I use the reduce function to flatten the array and misspelled one element name.
This will compile just fine, but causes a runtime crash

let myFlatData1: [(id: Int, daata: String)] = myData.reduce([]) {$0 + $1}

The same code with type annotations to make it clear what happens.
The compiler should detect that “item” has the wrong type - i.e. (id: Int, data: String)

let myFlatData2: [(id: Int, daata: String)] = myData.reduce([(id: Int, daata: String)]()) {
    (accumulator: [(id: Int, daata: String)], item: [(id: Int, daata: String)]) in
    accumulator + item
}

I could of course used flatMap (which I probably should have), but I didn’t. flatMap behaves as expected, the following code will not compile.

let myFlatData3: [(id: Int, daata: String)] = myData.flatMap{$0}

If I’m not completely mistaken, I think it is a pretty serious bug since a simple misspelling could lead to unexpected crashes.
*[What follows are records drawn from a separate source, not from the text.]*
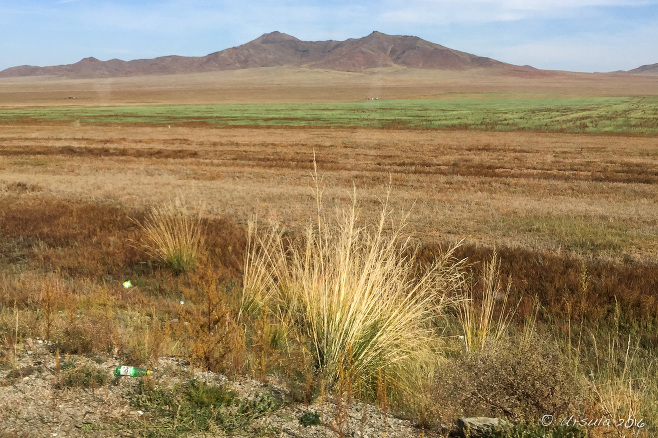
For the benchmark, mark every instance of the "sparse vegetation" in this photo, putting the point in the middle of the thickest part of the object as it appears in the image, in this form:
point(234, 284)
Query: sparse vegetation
point(174, 235)
point(561, 321)
point(636, 115)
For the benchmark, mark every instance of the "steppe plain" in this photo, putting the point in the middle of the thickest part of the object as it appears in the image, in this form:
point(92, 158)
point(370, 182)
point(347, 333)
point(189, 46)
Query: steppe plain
point(572, 211)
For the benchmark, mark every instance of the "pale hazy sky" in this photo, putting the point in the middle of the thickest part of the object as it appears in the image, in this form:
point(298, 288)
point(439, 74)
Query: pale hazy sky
point(578, 35)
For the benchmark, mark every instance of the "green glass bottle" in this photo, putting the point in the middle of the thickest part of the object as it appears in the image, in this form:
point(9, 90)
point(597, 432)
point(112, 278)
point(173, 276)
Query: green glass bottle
point(131, 371)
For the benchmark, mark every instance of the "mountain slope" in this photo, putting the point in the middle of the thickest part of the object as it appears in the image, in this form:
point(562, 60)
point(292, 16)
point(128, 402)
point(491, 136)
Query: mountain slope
point(279, 49)
point(650, 69)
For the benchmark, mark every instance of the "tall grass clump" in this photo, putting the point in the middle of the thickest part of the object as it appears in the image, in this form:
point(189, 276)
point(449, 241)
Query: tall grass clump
point(174, 234)
point(352, 294)
point(481, 326)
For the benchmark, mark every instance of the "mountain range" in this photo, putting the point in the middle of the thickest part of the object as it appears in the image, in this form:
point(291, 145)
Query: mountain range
point(376, 50)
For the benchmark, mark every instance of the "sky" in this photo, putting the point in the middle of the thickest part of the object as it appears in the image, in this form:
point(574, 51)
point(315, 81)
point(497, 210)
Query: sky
point(575, 35)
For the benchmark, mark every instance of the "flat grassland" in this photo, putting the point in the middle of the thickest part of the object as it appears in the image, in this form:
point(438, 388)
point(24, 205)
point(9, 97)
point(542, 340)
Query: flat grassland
point(558, 171)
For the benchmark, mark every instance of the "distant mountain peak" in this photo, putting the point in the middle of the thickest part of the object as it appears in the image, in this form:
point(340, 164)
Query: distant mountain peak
point(276, 48)
point(275, 37)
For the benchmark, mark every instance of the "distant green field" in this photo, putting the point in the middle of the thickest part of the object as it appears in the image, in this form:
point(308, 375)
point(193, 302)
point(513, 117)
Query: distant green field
point(554, 114)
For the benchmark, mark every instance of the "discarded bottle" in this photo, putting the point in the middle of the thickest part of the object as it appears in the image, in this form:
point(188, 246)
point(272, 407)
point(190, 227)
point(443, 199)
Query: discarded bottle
point(131, 371)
I’m looking forward to hearing any thoughts on this from the community.

Hi!

(Note that you can edit your original post (to fix the formatting) instead of reposting it as a comment.)

I agree that it looks like a compiler bug. The error is missed or detected during compile time depending on the exact formulation / shorthands used.

Here's a somewhat reduced demonstration program:

let myData: [[(id: Int, data: String)]] = [
    [(100,"Apple"),(200,"Orange")],
    [(300,"Lemon")]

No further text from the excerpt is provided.